Since then, the federal government and the FIRB have upped their inspection on asset sales, which have resulted in two high-profile 'nos' to Chinese capital: the Ausgrid deal and last year's rejection of the Chinese-led A$371 million bid for the S Kidman cattle business , Australia's biggest landholder.

But while the Australian government has every right to bar foreign investment on national security grounds, the way it's going about it risks giving off the wrong impression. Take Ausgrid. After the federal government rejected the Chinese bids, a flustered NSW Premier Mike Baird told reporters: “My frustration is that this should have been determined much earlier”.

What followed looks less than perfect. Rather than re-open the bid process, NSW decided to go with the unsolicited proposal from IFM/AustralianSuper. One of the requirements of unsolicited proposals is that they be 'unique'. In Ausgrid's case, Baird said the uniqueness could be found in the consortium's “100 percent Australian ownership”. This, of course, is not a knock on IFM/AustralianSuper and good on them for swooping in for the kill.

It's also important to note that not all state governments are being hostile to foreign capital. After all, the Victorian government recently leased Port of Melbourne to a multinational consortium that included a $900 million cheque from China Investment Corporation . But it's hard not to look at the Western Australian government's decision as anything other than a blanket solution to avoid NSW's woes.

The real question is: do authorities want to bar all foreign capital, or just state-backed Chinese capital?

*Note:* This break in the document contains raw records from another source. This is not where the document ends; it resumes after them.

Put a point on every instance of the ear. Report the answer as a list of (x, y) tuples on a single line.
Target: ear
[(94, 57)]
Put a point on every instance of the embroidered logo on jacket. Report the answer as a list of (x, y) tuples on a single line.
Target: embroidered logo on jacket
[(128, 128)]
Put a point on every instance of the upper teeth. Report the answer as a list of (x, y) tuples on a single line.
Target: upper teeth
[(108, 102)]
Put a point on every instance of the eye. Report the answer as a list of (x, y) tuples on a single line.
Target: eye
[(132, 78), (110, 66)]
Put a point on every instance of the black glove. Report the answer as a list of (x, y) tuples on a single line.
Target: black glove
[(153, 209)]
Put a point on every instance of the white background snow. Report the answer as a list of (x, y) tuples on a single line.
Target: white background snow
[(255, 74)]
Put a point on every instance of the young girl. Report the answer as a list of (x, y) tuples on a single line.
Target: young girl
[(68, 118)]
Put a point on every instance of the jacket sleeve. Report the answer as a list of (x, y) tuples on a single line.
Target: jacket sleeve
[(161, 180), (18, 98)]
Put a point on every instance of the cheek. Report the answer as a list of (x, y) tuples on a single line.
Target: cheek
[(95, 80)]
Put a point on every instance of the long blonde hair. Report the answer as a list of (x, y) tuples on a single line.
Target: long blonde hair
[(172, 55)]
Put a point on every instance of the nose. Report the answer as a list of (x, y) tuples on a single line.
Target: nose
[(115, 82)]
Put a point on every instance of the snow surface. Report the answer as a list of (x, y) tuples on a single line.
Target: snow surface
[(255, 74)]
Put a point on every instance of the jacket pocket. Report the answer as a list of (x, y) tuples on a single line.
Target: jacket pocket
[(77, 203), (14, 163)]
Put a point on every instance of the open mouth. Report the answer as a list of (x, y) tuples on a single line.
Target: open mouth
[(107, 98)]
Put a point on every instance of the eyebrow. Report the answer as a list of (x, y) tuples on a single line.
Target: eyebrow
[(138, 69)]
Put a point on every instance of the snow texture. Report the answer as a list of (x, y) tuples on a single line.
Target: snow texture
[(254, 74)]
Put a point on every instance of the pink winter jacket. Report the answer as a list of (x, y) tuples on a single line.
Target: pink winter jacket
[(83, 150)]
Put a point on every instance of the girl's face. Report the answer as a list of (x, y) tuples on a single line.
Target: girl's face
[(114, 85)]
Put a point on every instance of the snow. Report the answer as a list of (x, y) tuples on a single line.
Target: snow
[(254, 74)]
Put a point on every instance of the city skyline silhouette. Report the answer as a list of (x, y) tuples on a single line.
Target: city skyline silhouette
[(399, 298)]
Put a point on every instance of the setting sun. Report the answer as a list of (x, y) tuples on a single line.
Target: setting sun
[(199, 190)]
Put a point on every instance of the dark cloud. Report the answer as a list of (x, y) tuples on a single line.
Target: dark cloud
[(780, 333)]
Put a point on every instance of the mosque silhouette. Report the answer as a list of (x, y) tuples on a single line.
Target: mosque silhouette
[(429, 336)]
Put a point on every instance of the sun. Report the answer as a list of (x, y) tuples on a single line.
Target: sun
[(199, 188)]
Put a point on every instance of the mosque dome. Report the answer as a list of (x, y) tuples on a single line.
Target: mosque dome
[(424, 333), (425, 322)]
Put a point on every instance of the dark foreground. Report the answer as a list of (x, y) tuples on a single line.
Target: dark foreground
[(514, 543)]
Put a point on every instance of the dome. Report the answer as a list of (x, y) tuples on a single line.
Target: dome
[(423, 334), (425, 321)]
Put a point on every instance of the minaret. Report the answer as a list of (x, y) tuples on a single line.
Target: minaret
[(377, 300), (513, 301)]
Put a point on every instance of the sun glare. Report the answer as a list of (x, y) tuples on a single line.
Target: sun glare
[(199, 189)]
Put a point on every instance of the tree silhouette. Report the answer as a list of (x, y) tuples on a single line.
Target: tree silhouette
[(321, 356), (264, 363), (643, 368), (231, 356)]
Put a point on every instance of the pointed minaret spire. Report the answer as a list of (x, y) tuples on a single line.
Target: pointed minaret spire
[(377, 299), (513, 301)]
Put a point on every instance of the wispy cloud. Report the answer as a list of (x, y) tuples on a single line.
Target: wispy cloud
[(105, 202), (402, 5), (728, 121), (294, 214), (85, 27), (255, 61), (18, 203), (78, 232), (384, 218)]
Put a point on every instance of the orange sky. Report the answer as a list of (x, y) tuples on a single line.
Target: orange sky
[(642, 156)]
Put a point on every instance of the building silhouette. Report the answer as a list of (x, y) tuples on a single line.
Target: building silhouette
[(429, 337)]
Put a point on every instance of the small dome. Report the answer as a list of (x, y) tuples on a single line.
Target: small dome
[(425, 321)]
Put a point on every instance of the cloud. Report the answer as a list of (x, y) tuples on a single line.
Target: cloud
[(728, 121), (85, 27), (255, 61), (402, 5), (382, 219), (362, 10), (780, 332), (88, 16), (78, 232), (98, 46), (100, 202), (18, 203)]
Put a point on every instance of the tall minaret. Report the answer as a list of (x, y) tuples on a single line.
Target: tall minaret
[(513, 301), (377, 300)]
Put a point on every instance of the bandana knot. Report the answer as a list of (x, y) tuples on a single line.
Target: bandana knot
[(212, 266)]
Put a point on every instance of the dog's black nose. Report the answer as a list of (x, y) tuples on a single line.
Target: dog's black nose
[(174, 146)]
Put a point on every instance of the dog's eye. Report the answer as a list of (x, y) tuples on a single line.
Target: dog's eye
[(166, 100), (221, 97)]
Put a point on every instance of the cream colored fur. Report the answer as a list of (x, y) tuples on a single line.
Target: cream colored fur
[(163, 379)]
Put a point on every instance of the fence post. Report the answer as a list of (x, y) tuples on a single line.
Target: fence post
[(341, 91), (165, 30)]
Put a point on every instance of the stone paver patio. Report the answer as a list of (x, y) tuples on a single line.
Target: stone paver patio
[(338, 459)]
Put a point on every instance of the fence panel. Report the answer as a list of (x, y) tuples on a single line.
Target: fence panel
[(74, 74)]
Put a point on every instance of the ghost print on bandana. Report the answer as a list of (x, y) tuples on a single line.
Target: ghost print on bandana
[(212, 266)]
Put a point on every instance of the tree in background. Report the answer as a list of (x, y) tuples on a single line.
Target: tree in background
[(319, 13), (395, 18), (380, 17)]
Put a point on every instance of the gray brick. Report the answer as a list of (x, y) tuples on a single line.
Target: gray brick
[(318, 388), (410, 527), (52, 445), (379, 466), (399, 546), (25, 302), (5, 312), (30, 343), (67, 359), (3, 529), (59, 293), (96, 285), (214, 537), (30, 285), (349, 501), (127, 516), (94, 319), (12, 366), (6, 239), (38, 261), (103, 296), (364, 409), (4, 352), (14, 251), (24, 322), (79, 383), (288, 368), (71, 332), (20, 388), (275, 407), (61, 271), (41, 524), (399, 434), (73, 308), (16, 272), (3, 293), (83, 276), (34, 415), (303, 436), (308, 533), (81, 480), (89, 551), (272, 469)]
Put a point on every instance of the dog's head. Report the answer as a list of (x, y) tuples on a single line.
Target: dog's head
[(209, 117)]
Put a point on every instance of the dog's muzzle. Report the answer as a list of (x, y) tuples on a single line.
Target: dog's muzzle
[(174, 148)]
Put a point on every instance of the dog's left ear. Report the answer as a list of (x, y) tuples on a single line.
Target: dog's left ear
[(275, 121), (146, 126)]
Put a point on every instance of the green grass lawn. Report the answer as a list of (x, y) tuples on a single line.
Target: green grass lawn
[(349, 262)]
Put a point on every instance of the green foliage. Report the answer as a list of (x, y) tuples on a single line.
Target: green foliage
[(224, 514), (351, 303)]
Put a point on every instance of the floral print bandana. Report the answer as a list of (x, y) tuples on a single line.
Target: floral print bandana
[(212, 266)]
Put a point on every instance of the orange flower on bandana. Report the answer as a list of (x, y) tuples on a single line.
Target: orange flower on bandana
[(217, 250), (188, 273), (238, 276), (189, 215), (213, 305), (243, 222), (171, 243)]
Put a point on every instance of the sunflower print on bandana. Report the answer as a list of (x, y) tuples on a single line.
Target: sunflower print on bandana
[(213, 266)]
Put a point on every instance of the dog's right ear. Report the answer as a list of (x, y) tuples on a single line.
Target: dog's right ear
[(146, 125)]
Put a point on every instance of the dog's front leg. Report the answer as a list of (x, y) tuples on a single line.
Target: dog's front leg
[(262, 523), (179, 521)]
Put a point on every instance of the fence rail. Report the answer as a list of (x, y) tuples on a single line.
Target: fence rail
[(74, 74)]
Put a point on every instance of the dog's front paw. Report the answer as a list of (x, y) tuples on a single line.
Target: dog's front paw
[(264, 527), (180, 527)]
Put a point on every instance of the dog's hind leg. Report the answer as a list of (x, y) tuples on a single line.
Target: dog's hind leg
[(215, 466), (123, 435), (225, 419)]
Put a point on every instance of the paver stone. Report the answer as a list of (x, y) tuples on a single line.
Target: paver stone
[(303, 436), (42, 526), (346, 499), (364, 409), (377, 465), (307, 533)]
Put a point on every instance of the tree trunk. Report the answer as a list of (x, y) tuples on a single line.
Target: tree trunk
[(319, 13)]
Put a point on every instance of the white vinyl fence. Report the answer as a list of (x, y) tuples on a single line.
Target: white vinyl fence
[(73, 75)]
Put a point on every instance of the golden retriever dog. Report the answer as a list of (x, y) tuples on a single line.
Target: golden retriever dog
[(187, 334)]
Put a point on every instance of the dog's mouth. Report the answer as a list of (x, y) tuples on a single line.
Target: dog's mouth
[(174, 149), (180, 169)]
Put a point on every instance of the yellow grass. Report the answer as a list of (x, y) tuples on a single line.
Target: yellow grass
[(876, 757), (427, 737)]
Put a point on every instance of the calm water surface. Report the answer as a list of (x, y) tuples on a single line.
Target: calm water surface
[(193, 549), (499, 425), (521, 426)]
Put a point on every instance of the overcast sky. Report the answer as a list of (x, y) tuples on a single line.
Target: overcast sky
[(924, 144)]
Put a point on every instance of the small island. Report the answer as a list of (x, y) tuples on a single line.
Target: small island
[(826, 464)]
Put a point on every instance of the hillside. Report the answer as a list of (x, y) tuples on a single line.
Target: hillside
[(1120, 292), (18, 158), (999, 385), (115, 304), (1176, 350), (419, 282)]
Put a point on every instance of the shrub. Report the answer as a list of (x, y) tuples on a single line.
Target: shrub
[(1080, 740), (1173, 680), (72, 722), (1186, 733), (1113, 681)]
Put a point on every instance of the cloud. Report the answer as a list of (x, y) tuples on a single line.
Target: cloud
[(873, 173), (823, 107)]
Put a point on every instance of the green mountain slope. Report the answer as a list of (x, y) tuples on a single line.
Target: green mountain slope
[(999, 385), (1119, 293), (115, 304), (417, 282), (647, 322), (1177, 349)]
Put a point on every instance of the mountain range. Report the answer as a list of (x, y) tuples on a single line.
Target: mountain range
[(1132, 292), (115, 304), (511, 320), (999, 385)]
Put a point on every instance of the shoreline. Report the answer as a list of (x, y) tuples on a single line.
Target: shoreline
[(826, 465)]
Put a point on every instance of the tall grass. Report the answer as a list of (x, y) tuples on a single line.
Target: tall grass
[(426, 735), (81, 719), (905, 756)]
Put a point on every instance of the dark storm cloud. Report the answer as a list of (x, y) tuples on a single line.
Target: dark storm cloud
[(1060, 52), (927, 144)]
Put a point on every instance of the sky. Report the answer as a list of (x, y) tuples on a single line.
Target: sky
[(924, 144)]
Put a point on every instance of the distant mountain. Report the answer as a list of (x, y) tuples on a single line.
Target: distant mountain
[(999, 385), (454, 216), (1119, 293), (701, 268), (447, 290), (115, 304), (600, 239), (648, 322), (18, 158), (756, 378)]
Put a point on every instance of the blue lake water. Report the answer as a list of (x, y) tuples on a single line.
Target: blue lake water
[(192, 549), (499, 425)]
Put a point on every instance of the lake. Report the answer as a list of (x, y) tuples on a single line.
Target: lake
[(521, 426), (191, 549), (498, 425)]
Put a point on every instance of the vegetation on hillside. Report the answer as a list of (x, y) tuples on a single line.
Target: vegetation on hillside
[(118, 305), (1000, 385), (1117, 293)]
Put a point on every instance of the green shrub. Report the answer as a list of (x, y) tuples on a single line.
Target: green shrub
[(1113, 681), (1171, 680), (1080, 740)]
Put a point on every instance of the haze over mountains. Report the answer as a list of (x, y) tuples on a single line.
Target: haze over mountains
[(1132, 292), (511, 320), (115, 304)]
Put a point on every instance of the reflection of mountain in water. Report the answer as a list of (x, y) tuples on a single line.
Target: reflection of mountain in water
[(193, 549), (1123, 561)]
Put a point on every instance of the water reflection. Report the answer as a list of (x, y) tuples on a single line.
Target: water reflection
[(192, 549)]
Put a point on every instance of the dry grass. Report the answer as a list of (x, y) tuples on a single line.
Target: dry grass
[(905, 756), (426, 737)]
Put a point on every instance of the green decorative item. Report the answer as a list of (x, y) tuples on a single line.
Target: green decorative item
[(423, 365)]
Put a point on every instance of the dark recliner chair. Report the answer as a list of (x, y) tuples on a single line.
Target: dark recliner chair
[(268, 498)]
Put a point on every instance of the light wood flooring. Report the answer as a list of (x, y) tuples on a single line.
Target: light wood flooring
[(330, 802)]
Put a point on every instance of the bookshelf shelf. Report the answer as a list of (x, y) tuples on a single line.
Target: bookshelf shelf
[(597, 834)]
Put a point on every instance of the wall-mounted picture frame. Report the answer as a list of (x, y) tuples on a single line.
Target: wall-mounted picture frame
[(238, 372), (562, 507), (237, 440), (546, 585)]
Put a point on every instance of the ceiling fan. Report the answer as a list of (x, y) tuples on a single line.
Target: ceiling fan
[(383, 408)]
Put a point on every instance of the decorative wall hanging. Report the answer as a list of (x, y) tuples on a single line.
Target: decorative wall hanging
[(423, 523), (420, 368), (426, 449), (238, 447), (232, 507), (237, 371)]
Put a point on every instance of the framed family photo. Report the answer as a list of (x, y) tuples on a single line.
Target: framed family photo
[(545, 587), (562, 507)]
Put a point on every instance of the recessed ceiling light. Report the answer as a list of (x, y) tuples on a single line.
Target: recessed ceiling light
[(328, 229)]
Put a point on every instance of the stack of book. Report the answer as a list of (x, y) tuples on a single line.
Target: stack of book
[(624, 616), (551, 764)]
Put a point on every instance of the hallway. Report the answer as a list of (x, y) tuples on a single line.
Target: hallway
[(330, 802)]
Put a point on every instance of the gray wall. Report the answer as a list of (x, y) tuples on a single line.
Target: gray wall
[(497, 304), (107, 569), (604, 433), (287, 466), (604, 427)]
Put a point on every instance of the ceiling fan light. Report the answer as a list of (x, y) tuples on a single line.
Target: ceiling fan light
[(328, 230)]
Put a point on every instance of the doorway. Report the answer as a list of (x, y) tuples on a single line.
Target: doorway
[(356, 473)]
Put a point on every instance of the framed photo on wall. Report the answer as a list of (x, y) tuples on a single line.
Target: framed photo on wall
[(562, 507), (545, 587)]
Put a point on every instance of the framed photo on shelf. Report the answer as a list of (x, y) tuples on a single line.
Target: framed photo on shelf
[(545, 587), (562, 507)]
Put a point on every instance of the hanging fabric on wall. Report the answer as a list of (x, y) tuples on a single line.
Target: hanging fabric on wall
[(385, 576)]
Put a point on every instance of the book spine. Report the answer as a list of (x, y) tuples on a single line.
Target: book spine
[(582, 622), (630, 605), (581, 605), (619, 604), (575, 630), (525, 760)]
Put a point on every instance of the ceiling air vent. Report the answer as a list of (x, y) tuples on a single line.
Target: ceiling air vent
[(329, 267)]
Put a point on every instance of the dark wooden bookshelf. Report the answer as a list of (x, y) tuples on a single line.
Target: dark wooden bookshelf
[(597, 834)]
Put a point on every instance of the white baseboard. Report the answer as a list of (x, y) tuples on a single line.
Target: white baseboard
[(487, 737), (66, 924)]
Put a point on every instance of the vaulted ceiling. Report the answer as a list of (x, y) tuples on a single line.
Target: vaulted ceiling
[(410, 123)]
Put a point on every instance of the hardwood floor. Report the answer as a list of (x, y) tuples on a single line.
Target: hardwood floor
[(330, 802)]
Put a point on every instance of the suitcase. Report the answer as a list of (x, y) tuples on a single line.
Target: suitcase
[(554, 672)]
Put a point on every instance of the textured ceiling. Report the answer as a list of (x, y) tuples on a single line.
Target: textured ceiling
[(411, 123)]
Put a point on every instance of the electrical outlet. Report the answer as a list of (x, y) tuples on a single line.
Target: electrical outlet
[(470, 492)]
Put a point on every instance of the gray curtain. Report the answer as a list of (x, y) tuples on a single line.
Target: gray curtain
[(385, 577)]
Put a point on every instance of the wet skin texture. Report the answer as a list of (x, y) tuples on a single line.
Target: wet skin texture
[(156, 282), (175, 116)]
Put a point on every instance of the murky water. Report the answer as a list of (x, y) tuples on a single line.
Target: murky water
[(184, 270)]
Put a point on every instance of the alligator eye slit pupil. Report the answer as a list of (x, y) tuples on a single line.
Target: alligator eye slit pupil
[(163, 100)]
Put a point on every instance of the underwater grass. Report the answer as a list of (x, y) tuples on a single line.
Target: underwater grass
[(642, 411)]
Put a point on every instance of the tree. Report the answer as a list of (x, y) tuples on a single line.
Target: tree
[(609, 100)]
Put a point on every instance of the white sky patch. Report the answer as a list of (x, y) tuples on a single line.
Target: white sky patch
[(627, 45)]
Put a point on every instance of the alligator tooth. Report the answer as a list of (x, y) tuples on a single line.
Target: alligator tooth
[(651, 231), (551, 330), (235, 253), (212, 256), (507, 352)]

After being rejected from Ausgrid, Cheung Kong Infrastructure is seeking an answer to that very same question, having this week tabled a A$7.3 billion unsolicited offer for listed energy firm Duet Group . If the latter's board of directors ends up recommending the bid, all eyes will be on the federal watchdog's final decision.

Still, it is not great to see a state government decide to completely exclude foreign capital from a bid process to avoid the potential pitfalls of federal scrutiny. As a global publication covering the global flow of private capital into infrastructure, we see this as very bad news indeed.